CMMC Phase 2 enforcement begins November 2026. See how to get certified →

All Insights
CLOUD GOVERNANCE LESSONS

What We Learned Analyzing 500,000 Lines of Cloud Governance Policy

PolicyCortex Team|March 14, 2026|8 min read
cloud governance lessonscloud complianceOPA policyinfrastructure as codeCMMC cloud security

We've spent years working inside defense contractor cloud environments — analyzing policy configurations, reviewing IaC repositories, examining misconfiguration patterns, and tracing the path from compliance documentation to actual enforcement.

At some point we started aggregating what we were seeing systematically. The patterns that emerged from analyzing hundreds of thousands of lines of cloud governance policy — OPA rules, AWS SCPs, Azure Policy definitions, Terraform modules, NIST SSP control implementations — are worth documenting. Not as abstract lessons, but as operational realities that affect whether a CMMC assessment passes or fails, whether a CUI environment is actually protected, and whether a compliance program is sustainable or permanently fragile.

These are the things we've learned.

The Gap Between Intended Policy and Enforced Policy Is Almost Always Larger Than Anyone Admits

This is the single most consistent finding across every defense contractor environment we've worked in. Organizations believe their policies are enforced. The evidence says otherwise.
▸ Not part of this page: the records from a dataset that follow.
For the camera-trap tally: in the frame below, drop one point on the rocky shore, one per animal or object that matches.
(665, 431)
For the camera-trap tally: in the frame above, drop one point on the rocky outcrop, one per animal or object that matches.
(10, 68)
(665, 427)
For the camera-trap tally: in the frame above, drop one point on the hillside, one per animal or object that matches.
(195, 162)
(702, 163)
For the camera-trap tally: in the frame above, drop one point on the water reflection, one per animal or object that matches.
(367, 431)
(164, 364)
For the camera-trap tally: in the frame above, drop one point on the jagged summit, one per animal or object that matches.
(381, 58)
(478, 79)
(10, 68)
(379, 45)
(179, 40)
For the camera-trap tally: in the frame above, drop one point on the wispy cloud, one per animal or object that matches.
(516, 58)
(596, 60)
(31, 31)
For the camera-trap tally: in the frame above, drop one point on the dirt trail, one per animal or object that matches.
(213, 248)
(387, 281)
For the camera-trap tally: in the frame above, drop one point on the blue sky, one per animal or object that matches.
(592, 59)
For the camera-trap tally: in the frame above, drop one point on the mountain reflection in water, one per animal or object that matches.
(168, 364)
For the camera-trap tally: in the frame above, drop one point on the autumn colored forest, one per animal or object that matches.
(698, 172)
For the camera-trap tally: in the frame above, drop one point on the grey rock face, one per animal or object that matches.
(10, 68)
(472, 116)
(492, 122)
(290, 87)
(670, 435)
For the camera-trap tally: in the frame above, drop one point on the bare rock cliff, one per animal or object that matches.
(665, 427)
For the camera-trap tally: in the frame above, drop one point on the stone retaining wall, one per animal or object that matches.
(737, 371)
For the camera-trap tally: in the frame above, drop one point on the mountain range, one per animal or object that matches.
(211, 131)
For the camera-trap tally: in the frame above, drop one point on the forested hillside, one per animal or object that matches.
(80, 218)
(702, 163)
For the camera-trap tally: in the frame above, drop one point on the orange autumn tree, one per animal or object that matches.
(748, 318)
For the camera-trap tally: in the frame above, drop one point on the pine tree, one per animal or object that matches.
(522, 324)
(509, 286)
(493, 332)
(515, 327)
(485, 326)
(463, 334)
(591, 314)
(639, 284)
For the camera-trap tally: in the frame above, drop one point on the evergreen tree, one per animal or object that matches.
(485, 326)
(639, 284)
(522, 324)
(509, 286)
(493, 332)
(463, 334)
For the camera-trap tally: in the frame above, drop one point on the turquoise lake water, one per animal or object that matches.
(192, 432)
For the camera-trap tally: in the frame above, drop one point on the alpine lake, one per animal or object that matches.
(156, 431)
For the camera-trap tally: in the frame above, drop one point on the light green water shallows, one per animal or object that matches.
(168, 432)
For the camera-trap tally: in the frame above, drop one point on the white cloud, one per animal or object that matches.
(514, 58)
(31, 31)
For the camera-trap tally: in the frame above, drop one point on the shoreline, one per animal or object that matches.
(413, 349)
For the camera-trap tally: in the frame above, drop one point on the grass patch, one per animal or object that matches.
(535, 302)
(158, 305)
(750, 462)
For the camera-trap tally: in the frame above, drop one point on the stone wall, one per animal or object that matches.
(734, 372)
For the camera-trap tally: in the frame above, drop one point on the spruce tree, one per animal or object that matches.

The gap takes several forms:

Documented controls that aren't technically implemented. The SSP says MFA is required for all privileged access. The IAM configuration has an MFA policy attached to a group that doesn't include all privileged users. From a documentation standpoint, the control is implemented. From an assessment standpoint, it isn't. This pattern — where documentation accurately describes the intended state but not the actual state — is the most common source of assessment surprises.

Policies that are technically deployed but not functionally enforced. An AWS SCP that denies actions outside approved regions is deployed, but an organizational unit that contains production accounts was inadvertently excluded when the OU structure was reorganized. The policy exists in the console; it doesn't protect the accounts that matter. This category is harder to detect because the infrastructure-as-code looks correct — the drift happened at the organization management layer.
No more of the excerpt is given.